Segundo o governo americano, as duas organizações criminosas possuem atuação internacional, ligação com o tráfico de drogas e envolvimento em ataques violentos contra agentes públicos e civis. As autoridades dos Estados Unidos afirmam que a influência das facções ultrapassa as fronteiras brasileiras e alcança outros países da América Latina, além do território norte-americano. 

A medida, no entanto, gerou preocupação entre especialistas e integrantes do governo brasileiro. O principal temor é que a classificação abra espaço para pressões diplomáticas, sanções econômicas e até justificativas para possíveis intervenções estrangeiras sob o argumento de combate ao terrorismo. 

O governo do presidente Luiz Inácio Lula da Silva vinha tentando evitar a designação das facções como grupos terroristas. A gestão federal sustenta que PCC e CV são organizações criminosas voltadas ao lucro e ao narcotráfico, sem motivação ideológica ou política, característica normalmente associada ao terrorismo. 

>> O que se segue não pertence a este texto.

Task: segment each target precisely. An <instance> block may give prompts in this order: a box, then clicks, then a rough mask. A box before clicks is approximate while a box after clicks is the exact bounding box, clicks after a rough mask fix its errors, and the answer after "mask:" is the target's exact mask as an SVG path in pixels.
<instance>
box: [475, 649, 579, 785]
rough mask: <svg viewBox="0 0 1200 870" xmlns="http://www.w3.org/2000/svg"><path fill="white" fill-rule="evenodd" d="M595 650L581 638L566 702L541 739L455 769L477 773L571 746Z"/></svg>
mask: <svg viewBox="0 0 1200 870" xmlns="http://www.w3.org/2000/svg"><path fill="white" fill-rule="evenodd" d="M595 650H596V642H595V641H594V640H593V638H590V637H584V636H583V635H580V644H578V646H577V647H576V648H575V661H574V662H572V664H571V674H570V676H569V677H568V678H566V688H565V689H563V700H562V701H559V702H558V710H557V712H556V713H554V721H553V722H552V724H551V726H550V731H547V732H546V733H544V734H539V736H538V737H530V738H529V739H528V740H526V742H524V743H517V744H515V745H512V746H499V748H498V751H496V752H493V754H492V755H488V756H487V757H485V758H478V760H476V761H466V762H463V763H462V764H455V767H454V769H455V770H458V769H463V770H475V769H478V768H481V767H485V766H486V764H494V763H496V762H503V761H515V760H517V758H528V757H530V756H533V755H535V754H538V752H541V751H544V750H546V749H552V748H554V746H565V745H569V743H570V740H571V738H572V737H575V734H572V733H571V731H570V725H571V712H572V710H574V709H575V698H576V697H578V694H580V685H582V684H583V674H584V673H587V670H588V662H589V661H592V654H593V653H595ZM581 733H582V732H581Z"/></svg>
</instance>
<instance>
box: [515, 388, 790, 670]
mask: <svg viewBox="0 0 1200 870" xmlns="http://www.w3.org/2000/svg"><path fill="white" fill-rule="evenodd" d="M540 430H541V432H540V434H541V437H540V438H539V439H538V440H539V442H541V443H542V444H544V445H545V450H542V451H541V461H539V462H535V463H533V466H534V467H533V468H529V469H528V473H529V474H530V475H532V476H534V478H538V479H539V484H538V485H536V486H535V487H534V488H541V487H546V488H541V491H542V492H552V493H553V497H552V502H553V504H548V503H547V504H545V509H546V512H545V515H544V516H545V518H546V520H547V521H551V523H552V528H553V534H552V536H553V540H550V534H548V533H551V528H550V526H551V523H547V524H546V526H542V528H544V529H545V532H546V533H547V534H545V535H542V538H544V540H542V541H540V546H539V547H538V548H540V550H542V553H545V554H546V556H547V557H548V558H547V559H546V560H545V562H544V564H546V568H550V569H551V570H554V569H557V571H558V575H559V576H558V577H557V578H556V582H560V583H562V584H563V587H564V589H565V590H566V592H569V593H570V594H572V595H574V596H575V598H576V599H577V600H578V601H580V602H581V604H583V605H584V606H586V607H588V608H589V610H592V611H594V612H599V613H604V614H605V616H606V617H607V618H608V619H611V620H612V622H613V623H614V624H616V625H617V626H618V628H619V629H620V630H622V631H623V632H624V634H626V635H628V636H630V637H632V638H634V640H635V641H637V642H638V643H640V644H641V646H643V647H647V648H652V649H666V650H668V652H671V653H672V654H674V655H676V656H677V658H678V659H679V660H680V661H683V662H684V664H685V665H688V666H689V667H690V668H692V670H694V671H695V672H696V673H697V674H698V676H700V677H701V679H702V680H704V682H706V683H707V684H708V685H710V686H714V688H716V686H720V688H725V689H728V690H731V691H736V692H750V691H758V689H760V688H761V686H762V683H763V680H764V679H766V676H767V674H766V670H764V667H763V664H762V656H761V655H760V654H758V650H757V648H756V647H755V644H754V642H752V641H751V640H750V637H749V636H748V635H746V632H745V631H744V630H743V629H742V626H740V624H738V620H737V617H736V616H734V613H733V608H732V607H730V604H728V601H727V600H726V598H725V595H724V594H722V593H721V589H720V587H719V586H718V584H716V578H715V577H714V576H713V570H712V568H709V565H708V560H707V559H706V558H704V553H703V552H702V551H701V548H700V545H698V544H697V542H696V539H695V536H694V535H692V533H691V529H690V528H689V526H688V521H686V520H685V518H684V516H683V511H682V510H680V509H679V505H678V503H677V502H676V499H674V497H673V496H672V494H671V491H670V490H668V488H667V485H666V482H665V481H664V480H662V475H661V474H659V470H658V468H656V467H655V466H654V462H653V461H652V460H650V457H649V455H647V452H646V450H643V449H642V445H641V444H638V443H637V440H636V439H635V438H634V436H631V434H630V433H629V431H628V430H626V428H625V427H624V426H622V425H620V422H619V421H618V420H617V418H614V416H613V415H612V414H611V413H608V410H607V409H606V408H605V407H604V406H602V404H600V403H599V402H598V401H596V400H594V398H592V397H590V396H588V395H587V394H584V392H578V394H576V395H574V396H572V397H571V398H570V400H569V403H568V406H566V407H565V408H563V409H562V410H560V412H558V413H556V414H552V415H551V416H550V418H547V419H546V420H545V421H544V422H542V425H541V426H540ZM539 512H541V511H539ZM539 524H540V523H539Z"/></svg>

Nos bastidores, a decisão também ampliou a tensão política entre aliados do presidente Lula e integrantes da oposição ligados ao ex-presidente Jair Bolsonaro. O senador Flávio Bolsonaro chegou a defender publicamente a classificação das facções pelos Estados Unidos e participou de reuniões em Washington antes do anúncio oficial. 

Especialistas em relações internacionais alertam que o enquadramento pode trazer impactos financeiros para empresas, bancos e pessoas investigadas por qualquer ligação com integrantes das facções, já que a legislação norte-americana prevê punições severas para quem oferecer apoio material, financeiro ou logístico a organizações consideradas terroristas. 

A classificação do PCC e do Comando Vermelho ocorre em meio ao endurecimento da política externa do presidente dos Estados Unidos, Donald Trump, contra organizações criminosas da América Latina.